Müll vermeiden und Müll trennen

Um Geld und Ressourcen zu sparen, ist es wichtig, Müll so weit wie möglich zu vermeiden und Wertstoffe wie Glas, Metall oder Papier getrennt zu entsorgen, damit sie wiederverwertet werden können. Die Entsorgung von Restmüll ist laut VOEB-Präsidentin Gabriele Jüly relativ teuer. „Optimal wären österreichweit maximal 80 Kilogramm Restmüll pro Person und Jahr“, so Jüly. Ein Wert, den derzeit nur Vorarlberger erreichen können: In Oberösterreich fallen pro Person und Jahr 115 Kilogramm Restmüll an, im Burgenland sind es 124. Die Steirer und Tiroler kommen auf 131 bzw. 132 Kilogramm, die Niederösterreicher auf 142 Kilogramm. . Schlusslichter sind Salzburg (167), Kärnten (172) und Wien (280).

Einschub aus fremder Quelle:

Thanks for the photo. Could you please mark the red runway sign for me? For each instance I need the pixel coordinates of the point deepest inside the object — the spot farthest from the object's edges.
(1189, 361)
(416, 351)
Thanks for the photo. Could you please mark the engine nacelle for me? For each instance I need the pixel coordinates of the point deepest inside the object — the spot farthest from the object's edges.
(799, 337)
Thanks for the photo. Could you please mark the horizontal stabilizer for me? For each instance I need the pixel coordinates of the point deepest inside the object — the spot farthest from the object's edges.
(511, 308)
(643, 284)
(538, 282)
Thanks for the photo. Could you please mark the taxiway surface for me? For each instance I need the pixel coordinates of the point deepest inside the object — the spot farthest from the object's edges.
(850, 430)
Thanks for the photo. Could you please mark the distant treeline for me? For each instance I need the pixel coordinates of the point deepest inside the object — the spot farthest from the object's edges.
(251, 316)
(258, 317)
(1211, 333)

Als Ursachen für die Unterschiede zwischen den Bundesländern nannte Jüly landesrechtliche Regelungen, Sammelsysteme, die Zahl der Zweitwohnungen, die Intensität des Tourismus und den Anteil an Gewerbeabfällen, die mitentsorgt werden. „Vorarlberg zeigt, wie es geht“, sagte Jüly. Geringe Mengen an Restmüll und richtige Trennung sparen Kommunen Entsorgungskosten, Entsorger können effizient recyceln und die Wirtschaft spart Ressourcen und Energie durch den Einsatz von Sekundärrohstoffen.

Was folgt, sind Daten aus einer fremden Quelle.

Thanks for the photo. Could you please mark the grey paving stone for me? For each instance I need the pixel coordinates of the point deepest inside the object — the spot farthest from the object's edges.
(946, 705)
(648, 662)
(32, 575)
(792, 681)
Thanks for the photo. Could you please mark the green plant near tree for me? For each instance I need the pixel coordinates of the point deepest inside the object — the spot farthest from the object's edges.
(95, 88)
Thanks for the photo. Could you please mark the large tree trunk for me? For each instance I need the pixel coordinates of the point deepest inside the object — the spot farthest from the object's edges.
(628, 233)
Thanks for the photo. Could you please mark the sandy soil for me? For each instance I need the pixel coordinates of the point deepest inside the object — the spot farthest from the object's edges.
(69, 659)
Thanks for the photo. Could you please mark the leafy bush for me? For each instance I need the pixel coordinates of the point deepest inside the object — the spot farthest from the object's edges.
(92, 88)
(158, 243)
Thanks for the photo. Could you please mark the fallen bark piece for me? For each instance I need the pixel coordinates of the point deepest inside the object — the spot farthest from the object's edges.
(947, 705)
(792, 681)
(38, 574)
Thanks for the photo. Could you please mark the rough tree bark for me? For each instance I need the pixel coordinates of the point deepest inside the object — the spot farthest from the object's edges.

Tonnenweise unangemessene Entfernung

Laut einer Erhebung der Montanuni Leoben landen jährlich rund 250.000 Tonnen Plastik, 200.000 Tonnen Papier, 70.000 Tonnen Glas und 67.000 Tonnen Metall im Hausmüll, dazu kommen Unmengen an Biomüll. „Das ist ein Skandal. In Zeiten knapper Ressourcen muss jeder von uns dafür sorgen, dass Glas, Plastik, Metall, Altpapier und Biomüll getrennt gesammelt werden“, forderte Jüly. Nur so können diese wertvollen Materialien sein recycelt. Das spart Energie und Rohstoffe und trägt aktiv zum Klimaschutz bei.

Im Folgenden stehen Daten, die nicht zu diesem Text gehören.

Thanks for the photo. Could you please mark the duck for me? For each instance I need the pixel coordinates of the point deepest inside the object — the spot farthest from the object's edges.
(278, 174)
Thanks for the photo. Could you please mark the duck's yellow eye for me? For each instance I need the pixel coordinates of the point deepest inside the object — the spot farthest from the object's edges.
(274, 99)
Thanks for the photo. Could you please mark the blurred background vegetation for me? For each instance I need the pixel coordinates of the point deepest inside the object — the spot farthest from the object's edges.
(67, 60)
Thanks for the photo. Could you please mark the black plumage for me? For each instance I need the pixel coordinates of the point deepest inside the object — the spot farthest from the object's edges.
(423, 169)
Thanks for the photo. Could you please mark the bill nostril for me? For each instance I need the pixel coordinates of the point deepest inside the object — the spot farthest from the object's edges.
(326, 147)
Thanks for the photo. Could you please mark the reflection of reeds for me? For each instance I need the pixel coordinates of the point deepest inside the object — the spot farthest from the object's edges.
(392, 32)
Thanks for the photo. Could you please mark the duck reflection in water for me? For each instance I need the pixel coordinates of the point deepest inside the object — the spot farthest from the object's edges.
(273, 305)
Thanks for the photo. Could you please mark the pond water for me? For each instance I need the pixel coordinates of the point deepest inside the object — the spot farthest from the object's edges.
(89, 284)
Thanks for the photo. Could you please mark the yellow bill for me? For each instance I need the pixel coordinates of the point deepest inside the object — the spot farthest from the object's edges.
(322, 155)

Restmüll wird in Österreich in Müllverbrennungsanlagen verwertet oder in mechanisch-biologischen Behandlungsanlagen behandelt. Im Jahr 2019 wurden 1.276.000 Tonnen Restmüll direkt oder nach Behandlung in der ersten Behandlungsstufe thermisch und 164.000 Tonnen biologisch behandelt. 21.000 Tonnen Wertstoffe aus Siedlungsabfällen wurden recycelt.